• TL1A binds to death receptor 3 (DR3) to provide stimulatory signals for downstream signaling pathways, thereby regulating the proliferation, activation, apoptosis of effector cells, and the production of cytokines and chemokines. Soluble decoy receptor 3 (DcR3) may neutralize the effects of sTL1A/DR3. In addition, DcR3 can inhibit apoptosis, reduce inflammation, and prevent tissue damage by neutralizing LIGHT and FasL.
• IL-23 is a heterodimeric cytokine composed of p40 and p19 subunits, primarily produced by macrophages and dendritic cells. IL-23 binds to its receptor IL-23R, which regulates the release of downstream pro-inflammatory cytokines.
• The genome of the mouse Il23a gene encoding the full-length protein was replaced with human IL23A counterpart in B-hTL1A plus/hIL23A/hIL12B mice. The genome of the mouse Il12b gene encoding the full-length protein was replaced with human IL12B counterpart in B-hTL1A plus/hIL23A/hIL12B mice.
• Soluble human TL1A and human IL23 were exclusively detectable in homozygous B-hTL1A plus/hIL23A/hIL12B mice, but not in wild-type C57BL/6JNifdc mice.
• This product is used for pharmacological and safety evaluation of autoimmune diseases such as Inflammatory bowel disease, psoriasis and arthritis.

Gene targeting strategy for B-hTL1A plus/hIL23A/hIL12B mice.

The targeting strategy for humanized TL1A in B-hTL1A plus/hIL23A/hIL12B mice is currently kept confidential.

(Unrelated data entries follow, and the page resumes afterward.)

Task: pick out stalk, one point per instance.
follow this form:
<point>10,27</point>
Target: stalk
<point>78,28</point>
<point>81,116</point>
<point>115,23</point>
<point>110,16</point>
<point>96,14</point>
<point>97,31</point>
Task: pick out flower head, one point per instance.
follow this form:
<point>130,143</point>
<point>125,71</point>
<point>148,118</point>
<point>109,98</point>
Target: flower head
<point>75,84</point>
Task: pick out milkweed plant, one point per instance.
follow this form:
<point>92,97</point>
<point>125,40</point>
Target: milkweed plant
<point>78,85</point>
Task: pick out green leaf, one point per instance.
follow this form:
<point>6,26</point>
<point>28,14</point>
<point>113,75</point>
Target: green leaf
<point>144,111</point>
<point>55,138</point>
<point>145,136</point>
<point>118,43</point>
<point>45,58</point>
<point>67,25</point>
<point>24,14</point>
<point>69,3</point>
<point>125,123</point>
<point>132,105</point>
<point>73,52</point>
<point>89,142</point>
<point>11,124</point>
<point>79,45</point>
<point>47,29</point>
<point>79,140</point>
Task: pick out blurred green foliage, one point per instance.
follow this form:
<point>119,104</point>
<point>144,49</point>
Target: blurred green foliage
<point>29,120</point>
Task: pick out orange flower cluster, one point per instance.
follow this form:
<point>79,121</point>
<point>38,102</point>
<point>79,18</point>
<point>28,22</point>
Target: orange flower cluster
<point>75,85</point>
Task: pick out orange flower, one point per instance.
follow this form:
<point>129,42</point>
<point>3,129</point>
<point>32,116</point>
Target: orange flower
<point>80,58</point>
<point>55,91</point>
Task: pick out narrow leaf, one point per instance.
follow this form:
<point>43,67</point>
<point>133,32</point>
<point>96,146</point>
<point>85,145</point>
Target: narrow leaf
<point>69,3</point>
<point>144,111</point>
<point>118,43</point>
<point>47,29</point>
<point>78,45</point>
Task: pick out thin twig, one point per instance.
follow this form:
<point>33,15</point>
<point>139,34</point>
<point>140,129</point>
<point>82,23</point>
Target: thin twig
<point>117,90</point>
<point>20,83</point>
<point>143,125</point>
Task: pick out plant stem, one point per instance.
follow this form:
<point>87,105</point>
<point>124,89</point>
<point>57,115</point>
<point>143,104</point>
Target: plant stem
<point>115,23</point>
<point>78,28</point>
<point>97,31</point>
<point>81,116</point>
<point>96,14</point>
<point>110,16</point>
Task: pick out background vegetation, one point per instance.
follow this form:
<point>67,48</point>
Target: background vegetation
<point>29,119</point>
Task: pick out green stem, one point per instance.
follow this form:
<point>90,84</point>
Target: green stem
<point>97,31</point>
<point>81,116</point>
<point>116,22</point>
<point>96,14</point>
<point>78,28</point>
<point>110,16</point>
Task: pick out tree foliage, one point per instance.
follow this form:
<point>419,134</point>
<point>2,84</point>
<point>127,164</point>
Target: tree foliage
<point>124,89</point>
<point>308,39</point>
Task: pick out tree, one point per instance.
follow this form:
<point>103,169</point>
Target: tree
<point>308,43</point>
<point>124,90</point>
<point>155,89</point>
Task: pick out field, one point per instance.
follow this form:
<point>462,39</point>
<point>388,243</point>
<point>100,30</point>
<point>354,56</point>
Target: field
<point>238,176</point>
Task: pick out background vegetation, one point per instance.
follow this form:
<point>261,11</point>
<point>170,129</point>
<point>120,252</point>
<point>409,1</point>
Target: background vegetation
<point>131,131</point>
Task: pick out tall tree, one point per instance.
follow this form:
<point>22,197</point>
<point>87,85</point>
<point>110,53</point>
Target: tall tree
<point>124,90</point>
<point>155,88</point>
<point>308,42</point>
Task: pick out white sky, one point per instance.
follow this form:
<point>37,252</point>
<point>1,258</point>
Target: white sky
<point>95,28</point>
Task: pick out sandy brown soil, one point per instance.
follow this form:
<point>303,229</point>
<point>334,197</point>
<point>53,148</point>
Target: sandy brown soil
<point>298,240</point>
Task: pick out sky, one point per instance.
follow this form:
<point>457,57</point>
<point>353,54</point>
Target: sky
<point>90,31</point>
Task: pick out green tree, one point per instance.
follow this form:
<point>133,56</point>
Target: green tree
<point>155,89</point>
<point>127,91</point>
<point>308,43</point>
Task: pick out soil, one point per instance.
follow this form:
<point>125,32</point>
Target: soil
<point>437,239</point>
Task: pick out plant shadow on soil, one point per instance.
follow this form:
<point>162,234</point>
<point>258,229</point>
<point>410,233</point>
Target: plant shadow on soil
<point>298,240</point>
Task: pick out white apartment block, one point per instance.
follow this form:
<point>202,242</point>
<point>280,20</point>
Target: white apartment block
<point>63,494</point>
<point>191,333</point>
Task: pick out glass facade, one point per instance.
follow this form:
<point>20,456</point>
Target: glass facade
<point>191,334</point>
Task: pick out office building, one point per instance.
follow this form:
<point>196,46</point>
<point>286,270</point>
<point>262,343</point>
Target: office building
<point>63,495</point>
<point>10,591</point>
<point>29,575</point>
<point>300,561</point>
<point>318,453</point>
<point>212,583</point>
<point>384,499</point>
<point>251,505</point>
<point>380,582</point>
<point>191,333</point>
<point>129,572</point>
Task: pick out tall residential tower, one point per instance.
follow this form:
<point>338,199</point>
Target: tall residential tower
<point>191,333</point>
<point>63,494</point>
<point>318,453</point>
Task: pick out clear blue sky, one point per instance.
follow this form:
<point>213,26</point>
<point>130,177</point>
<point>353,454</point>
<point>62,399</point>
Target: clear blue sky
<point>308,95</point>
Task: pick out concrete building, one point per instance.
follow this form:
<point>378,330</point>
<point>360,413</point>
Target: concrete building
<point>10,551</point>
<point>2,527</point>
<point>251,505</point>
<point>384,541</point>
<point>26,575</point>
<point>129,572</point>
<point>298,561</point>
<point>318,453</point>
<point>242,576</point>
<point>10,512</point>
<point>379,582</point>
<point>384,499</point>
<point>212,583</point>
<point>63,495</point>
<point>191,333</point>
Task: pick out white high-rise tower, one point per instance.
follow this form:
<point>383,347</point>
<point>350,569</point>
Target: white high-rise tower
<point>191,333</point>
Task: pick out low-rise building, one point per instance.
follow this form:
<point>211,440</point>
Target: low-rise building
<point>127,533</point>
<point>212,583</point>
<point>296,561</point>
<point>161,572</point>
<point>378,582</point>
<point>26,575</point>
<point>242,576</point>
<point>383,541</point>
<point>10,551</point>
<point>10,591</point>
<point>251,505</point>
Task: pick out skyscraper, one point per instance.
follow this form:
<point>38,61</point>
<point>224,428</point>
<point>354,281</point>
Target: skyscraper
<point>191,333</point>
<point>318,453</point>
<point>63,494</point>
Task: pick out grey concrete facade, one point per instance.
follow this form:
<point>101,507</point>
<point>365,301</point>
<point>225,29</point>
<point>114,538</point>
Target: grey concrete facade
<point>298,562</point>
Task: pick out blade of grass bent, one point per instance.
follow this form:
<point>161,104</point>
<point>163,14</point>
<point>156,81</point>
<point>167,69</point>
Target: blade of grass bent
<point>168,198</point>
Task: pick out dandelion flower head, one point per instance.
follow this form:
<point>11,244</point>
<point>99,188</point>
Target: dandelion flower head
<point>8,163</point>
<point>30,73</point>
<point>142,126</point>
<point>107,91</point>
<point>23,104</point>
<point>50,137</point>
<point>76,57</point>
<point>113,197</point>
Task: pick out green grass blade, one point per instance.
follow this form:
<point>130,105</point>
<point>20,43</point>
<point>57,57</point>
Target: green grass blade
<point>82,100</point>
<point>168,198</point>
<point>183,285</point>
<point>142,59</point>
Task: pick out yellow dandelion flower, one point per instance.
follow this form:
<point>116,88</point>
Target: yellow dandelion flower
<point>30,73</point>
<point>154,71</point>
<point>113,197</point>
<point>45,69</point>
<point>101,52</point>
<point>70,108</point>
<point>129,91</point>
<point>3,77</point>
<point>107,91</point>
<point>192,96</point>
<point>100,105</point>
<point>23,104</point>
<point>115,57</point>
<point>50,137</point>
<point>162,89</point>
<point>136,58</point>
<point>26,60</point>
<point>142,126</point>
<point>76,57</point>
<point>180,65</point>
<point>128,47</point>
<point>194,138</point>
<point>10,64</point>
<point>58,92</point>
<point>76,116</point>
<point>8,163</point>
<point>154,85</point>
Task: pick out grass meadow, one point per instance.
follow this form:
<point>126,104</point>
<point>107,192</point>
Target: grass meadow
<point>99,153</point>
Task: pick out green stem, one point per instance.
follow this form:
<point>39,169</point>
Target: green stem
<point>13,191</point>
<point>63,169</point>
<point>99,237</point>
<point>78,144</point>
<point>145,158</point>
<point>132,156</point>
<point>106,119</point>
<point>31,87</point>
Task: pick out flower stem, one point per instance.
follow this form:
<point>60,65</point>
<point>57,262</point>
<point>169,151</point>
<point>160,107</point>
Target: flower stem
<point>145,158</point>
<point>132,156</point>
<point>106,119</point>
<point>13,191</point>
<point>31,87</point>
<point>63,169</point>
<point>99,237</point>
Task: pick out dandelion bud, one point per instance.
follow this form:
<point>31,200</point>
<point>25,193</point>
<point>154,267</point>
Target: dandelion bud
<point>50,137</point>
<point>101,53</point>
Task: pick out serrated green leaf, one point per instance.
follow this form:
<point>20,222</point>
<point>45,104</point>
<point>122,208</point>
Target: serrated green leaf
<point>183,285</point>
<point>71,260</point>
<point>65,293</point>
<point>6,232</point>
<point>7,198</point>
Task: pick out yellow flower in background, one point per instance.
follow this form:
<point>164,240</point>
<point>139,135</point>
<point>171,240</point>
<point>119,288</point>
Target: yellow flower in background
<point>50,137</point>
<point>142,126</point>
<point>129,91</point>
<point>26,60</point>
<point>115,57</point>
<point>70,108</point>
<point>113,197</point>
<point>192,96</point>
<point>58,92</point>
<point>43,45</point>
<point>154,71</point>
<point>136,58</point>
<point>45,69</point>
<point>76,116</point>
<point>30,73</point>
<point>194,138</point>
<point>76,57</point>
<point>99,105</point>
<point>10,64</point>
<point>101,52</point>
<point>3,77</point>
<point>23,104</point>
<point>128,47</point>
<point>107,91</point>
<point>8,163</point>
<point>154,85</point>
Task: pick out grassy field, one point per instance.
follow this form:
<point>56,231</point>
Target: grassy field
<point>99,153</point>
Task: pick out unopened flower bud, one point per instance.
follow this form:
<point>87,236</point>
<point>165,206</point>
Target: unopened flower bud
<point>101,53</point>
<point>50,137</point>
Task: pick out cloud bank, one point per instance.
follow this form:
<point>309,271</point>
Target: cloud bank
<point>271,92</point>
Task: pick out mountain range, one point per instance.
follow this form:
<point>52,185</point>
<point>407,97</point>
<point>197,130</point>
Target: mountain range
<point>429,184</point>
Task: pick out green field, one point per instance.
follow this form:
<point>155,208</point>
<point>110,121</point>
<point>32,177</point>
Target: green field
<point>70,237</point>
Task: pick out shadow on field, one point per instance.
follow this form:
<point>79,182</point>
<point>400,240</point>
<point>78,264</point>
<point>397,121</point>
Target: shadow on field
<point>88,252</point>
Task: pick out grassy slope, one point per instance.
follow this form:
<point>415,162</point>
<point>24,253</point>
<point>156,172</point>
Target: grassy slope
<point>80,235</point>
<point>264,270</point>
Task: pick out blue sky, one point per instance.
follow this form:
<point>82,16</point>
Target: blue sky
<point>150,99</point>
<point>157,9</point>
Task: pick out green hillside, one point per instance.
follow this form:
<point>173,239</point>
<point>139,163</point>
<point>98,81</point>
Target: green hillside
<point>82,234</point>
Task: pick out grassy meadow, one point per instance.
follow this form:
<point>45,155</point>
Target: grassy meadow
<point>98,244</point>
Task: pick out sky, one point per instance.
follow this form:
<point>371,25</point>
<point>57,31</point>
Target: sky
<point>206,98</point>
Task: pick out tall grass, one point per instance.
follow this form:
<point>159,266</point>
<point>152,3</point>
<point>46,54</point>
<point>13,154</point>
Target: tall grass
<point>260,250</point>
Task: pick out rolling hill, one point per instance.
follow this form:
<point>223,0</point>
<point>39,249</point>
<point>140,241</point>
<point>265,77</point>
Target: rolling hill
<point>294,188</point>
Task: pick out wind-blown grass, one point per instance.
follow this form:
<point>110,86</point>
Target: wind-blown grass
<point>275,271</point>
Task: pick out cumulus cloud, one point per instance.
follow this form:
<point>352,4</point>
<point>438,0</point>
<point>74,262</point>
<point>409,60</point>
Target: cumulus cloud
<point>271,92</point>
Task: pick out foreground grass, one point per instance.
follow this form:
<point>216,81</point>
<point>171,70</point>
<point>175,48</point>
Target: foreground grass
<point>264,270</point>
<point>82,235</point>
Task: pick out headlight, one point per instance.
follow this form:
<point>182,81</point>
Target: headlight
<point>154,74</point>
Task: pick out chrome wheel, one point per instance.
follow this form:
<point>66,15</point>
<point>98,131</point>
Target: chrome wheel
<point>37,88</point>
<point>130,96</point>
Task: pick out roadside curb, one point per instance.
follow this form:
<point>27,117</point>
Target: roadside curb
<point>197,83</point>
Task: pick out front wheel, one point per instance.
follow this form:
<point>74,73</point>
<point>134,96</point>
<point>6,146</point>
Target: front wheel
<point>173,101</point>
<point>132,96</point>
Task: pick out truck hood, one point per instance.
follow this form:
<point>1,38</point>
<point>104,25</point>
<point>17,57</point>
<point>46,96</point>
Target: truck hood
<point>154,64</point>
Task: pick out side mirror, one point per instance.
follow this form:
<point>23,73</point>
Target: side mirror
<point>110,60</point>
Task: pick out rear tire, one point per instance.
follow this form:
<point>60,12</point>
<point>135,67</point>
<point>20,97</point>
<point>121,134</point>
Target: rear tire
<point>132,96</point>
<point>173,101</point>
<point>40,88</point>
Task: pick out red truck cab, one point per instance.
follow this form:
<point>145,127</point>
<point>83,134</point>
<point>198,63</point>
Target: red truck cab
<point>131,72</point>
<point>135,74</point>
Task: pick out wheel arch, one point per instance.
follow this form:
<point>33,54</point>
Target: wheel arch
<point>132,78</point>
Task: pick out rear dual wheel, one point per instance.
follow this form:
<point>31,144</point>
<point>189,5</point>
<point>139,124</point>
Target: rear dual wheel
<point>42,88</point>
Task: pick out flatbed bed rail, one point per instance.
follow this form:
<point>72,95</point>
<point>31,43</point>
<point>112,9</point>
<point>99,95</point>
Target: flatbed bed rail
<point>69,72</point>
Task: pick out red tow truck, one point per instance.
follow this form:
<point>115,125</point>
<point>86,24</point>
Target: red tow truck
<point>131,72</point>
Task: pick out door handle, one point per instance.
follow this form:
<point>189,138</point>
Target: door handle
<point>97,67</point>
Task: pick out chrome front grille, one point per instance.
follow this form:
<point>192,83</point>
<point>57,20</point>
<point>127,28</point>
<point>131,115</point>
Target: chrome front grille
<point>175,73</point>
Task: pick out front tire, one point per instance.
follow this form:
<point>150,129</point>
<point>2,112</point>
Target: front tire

The exons 1-4 of mouse Il23a gene that encode the whole molecule (ATG to STOP codon) were replaced by human counterparts in B-hTL1A plus/hIL23A/hIL12B mice. The promoter, 5’UTR and 3’UTR region of the mouse gene were retained. The human IL23A expression was driven by endogenous mouse Il23a promoter, while mouse Il23a gene transcription and translation will be disrupted.

The exons 2-8 of mouse Il12b gene that encode the whole molecule (ATG to STOP codon), including 3’UTR were replaced by human counterparts in B-hTL1A plus/hIL23A/hIL12B mice. The promoter and 5’UTR region of the mouse gene were retained. The human IL12B expression was driven by endogenous mouse Il12b promoter, while mouse Il12b gene transcription and translation will be disrupted.

B-hTL1A plus/hIL23A/hIL12B mice were derived from mating B-hTL1A mice plus (112949) and B-hIL23A/hIL12B mice (120553).

Soluble TL1A expression analysis in B-hTL1A plus/hIL23A/hIL12B mice by ELISA. Bone marrow-derived dendritic cells were isolated from wild-type C57BL/6JNifdc mice (+/+), homozygous B-hTL1A plus/hIL23A/hIL12B mice (H/H;H/H;H/H) and homozygous B-hTL1A/hIL23A/hIL12B mice (H/H;H/H;H/H), and stimulated with 1 μg/mL LPS in vitro for 24 h, then the supernatants were collected and the levels of soluble TL1A were measured using a species-specific mouse and human TL1A ELISA kit. Soluble mouse TL1A was detectable in wild-type C57BL/6JNifdc mice. Soluble human TL1A was exclusively detectable in homozygous B-hTL1A plus/hIL23A/hIL12B mice and homozygous B-hTL1A/hIL23A/hIL12B mice. ND: not detectable.

Mouse IL-23 and human IL-23 expression analysis in B-hTL1A plus/hIL23A/hIL12B mice by ELISA. Bone marrow derived dendritic cells were produced by culturing the bone marrow from wild-type C57BL/6JNifdc mice (+/+) and homozygous B-hTL1A plus/hIL23A/hIL12B mice (H/H;H/H;H/H), which were stimulated with 1 μg/mL LPS in vitro. After stimulation, the supernatants were collected and the levels of mouse and human IL23 were analyzed by ELISA. Mouse IL23 was only detectable in wild-type C57BL/6JNifdc mice. Human IL23 was exclusively detectable in homozygous B-hTL1A plus/hIL23A/hIL12B mice. Values are expressed as mean ± SEM. ND: not detectable.